La mayoría de los gazatís no están a favor de la guerra. Tienen miedo todo el tiempo. Todos son pobres, todos han vivido en guerra durante toda su vida, generación tras generación. Son hijos de la guerra, los niños de Gaza no sueñan con ser astronautas ni con conocer el mundo, no reciben regalos en sus cumpleaños  ni van a fiestas, no se divierten, no juegan en ningún equipo, no saben qué es un videojuego o un teléfono inteligente, no han estrenado nunca ropa ni zapatos, no duermen en lindas recamaras. Por supuesto que no saben que tienen derechos, nunca han podido elegir nada, desconocen por completo cómo sería una vida normal fuera de su tierra y de su realidad.

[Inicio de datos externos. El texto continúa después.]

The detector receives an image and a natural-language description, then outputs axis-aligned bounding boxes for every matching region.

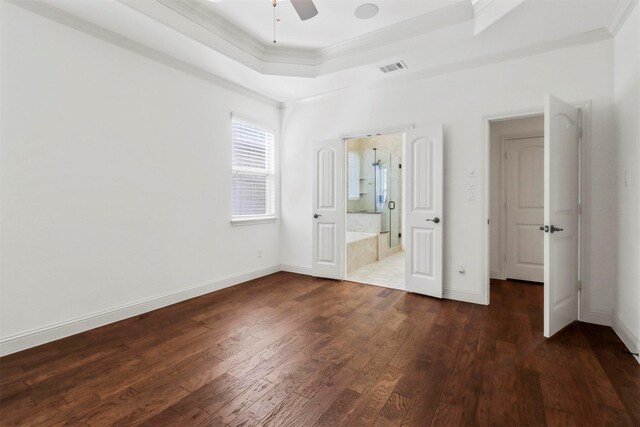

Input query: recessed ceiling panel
[189,0,459,49]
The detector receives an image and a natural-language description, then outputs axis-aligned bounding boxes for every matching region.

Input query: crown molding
[607,0,638,36]
[117,0,473,77]
[5,0,282,108]
[282,28,612,110]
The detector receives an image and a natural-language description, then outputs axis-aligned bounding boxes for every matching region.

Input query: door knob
[549,225,564,233]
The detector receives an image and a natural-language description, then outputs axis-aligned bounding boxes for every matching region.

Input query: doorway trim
[339,123,415,284]
[482,100,592,326]
[498,130,544,280]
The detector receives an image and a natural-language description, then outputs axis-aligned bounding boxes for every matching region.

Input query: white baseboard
[580,310,612,326]
[0,265,281,356]
[612,315,640,363]
[489,270,507,280]
[280,264,312,276]
[444,288,485,305]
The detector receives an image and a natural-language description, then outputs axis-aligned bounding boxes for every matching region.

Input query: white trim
[498,130,544,280]
[607,0,638,36]
[340,123,415,140]
[580,307,611,326]
[7,0,282,108]
[611,315,640,363]
[229,216,278,227]
[481,100,592,323]
[280,264,313,276]
[0,265,280,356]
[443,288,487,305]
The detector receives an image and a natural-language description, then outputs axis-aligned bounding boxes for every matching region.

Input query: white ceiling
[192,0,458,50]
[17,0,638,102]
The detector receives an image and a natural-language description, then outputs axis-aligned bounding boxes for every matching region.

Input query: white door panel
[544,96,580,337]
[312,140,344,279]
[405,125,443,298]
[505,136,544,282]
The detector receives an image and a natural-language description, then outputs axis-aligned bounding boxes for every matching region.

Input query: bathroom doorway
[345,133,405,289]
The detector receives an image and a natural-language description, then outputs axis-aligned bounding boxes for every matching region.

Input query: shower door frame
[340,124,415,280]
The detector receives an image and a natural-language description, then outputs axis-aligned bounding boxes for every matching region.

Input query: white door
[544,95,580,337]
[312,140,344,280]
[505,135,544,283]
[403,125,444,298]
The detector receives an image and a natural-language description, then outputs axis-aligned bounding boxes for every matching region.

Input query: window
[231,116,276,220]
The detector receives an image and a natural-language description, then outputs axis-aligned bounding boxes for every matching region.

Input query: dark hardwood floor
[0,273,640,427]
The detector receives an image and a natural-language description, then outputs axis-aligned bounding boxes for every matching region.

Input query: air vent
[380,61,407,73]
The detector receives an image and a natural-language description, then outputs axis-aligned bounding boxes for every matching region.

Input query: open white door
[312,140,344,280]
[405,125,444,298]
[544,95,581,337]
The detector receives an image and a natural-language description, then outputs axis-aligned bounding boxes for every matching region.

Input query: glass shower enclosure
[347,148,402,248]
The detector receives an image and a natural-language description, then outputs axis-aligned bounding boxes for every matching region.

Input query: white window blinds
[231,116,275,218]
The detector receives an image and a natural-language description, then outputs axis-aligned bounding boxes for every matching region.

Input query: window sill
[231,216,278,227]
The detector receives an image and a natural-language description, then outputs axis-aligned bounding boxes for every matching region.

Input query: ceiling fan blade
[291,0,318,21]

Ellos no piensan qué quieren ser de grandes porque siempre han sido grandes porque no conocen otra vida más que la de la guerra, porque sus familias están fragmentadas, porque tienen heridas en el cuerpo, porque sus padres si aún los tienen están discapacitados y no porque fueran soldados, ni siquiera eso porque sus lugares de trabajo sufrieron ataques porque manejaban una ambulancia o ayudaban en centros de refugiados porque les tocó vivir allí.

Y si la mayoría de la población tiene heridas físicas, es un hecho que todos están rotos del alma, que todos necesitan ayuda psicológica, pero para eso no alcanza, no hay tiempo, no hay quien piense en sus miedos, en sus pesadillas nocturnas, porque el ruido cotidiano para ellos son ambulancias y estallidos, porque lo importante es llegar vivos a la noche. Su sueño es poder ir a la escuela, vivir sin miedo, pensar que sus padres llegarán a viejos y casi ninguno cree que vaya a ser así. Conocen el problema, saben que nacieron en un territorio rodeado por el conflicto y que no hay opción para ellos, no hay tiempo para nada más; trabajan como adultos, no juegan, no pueden permitirse sentirse confundidos, atravesar por la edad de la punzada, culpar su mal carácter a los cambios hormonales propios de la edad, para ellos no hay esos permisos. Tienen el alma rota y no conocen otra realidad que la guerra, que la destrucción, que los escombros, que comer comida de latas que mandan otros países, y que nunca es suficiente que aguantarse el dolor porque no hay medicinas, que vivir un día a la vez  por algo que ellos no provocaron. 

Nadie los va a reconocer. No hay medallas ni homenajes. Ellos son la carne de cañón de los gobiernos que se declaran la guerra y de los líderes que toman decisiones cuando ellos y sus familias están a salvo. Nadie piensa en los niños –hijos de la guerra– ni en sus padres, que a su vez lo fueron también y que hubiesen querido otro destino.

Y todavía hay algo más triste. Estos niños, si sobreviven, si llegan a ser adultos, serán padres y madres de nuevos niños hijos de la guerra que seguramente verán la guerra como algo normal y muy posiblemente participen en ella. Sus almas estarán llenas de dolor de odio y de rencor cuando lleguen a la edad adulta. Solo pensarán en una sola cosa: venganza.

Tal vez si empezáramos a llamar a las cosas por su nombre, cambiaría nuestra percepción, no es guerra: es genocidio; no son ataques: son masacres; no son objetivos: son hogares, escuelas, hospitales; no son víctimas: son personas inocentes muertas; no son líderes: son asesinos; no son heridos: son amputados, discapacitados de por vida; no son frentes: son soldados que envían a matar a personas que no les han hecho nada.

Tal vez hablemos diferentes idiomas y entre nosotros no nos entendamos, tal vez creernos en dioses distintos, pero por debajo del color de la piel, nuestra sangre es idéntica, compartimos el mismo ADN y lo que le duele a un niño, a unos padres, nos debería doler a todos.